Das Roy Rishi, Bhardwaj Manju, Bhatnagar Vasudha, Chakraborty Kausik, Dash Debasis
GNR Knowledge Centre for Genome Informatics, Institute of Genomics and Integrative Biology, Council of Scientific and Industrial Research, Delhi, 110007, India ; Department of Biotechnology, University of Pune, Pune, 411007, India.
Department of Computer Science, Maitreyi College, Chanakyapuri, Delhi, 110021, India.

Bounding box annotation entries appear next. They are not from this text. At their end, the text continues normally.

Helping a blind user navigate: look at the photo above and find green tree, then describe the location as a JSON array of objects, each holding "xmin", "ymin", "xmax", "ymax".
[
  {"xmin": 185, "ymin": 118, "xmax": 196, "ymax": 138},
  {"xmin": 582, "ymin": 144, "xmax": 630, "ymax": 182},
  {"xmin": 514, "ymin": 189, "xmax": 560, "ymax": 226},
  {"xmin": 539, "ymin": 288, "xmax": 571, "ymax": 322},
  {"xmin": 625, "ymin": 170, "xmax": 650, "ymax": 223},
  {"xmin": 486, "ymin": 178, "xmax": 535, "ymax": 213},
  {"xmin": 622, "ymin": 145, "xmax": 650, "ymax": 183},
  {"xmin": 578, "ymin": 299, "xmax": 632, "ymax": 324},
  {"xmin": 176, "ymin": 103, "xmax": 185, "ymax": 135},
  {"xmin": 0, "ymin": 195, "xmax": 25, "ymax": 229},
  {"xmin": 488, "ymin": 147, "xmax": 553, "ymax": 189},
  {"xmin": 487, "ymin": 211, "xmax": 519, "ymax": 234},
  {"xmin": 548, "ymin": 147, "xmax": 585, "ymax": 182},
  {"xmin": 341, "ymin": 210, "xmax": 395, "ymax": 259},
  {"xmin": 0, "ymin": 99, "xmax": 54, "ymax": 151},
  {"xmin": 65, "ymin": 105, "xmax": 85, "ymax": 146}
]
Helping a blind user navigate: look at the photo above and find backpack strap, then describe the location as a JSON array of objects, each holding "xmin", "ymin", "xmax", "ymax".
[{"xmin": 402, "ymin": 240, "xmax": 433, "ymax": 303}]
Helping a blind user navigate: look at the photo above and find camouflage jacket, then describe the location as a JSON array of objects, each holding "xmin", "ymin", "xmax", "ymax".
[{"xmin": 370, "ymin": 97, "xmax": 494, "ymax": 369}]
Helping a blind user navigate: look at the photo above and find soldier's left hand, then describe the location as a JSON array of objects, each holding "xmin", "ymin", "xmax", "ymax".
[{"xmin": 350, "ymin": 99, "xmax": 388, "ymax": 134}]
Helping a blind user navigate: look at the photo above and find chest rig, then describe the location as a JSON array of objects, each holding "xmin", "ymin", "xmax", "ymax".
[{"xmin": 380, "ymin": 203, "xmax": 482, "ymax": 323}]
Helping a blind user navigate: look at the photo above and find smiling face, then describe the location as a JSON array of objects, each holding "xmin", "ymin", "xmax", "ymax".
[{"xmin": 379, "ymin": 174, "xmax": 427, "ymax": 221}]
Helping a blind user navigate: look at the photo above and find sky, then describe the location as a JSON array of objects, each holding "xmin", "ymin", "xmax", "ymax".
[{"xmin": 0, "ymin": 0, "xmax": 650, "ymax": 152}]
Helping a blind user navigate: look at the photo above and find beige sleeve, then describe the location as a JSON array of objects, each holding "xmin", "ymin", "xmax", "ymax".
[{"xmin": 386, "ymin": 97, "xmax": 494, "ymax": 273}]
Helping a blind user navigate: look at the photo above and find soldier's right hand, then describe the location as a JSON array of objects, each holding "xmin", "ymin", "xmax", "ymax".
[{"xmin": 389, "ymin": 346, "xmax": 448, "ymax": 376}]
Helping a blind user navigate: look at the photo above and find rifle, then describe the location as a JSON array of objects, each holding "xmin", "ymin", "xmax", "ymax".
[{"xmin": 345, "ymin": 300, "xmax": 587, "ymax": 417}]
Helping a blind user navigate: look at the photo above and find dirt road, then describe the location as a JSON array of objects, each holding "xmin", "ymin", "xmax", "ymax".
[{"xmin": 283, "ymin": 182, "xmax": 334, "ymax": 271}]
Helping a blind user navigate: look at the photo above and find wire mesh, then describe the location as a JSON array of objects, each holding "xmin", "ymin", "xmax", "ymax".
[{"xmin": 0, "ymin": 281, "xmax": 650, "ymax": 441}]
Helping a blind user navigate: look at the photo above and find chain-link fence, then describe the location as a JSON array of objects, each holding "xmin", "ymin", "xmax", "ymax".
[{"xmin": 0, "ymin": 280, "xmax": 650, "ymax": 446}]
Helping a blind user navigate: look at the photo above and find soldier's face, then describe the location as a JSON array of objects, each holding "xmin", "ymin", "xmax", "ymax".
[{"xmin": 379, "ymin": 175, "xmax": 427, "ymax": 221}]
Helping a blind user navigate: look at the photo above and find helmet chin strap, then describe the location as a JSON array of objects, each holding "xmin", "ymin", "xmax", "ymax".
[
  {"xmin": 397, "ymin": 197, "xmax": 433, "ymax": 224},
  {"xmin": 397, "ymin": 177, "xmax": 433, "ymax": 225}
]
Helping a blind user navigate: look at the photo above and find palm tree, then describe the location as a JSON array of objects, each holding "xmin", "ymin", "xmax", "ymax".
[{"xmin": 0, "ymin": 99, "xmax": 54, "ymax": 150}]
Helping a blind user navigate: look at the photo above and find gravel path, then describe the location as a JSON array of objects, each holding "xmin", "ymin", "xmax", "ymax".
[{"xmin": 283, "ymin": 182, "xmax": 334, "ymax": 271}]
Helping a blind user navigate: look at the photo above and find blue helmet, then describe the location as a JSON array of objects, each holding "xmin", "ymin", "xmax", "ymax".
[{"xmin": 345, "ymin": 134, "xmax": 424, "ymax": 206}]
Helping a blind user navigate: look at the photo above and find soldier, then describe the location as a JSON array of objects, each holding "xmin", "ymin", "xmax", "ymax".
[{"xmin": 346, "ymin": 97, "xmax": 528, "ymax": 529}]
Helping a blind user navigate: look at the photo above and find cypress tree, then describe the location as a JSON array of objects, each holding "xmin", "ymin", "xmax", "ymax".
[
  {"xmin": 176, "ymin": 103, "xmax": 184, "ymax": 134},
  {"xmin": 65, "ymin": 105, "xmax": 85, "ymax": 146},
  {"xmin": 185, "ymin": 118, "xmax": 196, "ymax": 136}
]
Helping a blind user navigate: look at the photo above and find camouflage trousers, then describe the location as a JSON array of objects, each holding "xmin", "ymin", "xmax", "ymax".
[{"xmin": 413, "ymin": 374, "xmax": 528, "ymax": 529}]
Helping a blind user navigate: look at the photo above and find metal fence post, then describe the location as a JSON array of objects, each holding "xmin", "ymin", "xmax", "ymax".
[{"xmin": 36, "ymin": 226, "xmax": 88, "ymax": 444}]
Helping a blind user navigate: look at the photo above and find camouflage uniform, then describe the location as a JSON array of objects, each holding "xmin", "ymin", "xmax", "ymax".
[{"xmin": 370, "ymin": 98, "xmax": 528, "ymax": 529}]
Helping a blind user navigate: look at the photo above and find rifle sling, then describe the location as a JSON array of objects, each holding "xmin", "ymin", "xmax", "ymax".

F1000Res. 2014 Jun 27;3:137. doi: 10.12688/f1000research.4307.1. eCollection 2014.
Eubacterial genomes vary considerably in their nucleotide composition. The percentage of genetic material constituted by guanosine and cytosine (GC) nucleotides ranges from 20% to 70%. It has been posited that GC-poor organisms are more dependent on protein folding machinery. Previous studies have ascribed this to the accumulation of mildly deleterious mutations in these organisms due to population bottlenecks. This phenomenon has been supported by protein folding simulations, which showed that proteins encoded by GC-poor organisms are more prone to aggregation than proteins encoded by GC-rich organisms. To test this proposition using a genome-wide approach, we classified different eubacterial proteomes in terms of their aggregation propensity and chaperone-dependence using multiple machine learning models. In contrast to the expected decrease in protein aggregation with an increase in GC richness, we found that the aggregation propensity of proteomes increases with GC content. A similar and even more significant correlation was obtained with the GroEL-dependence of proteomes: GC-poor proteomes have evolved to be less dependent on GroEL than GC-rich proteomes. We thus propose that a decrease in eubacterial GC content may have been selected in organisms facing proteostasis problems.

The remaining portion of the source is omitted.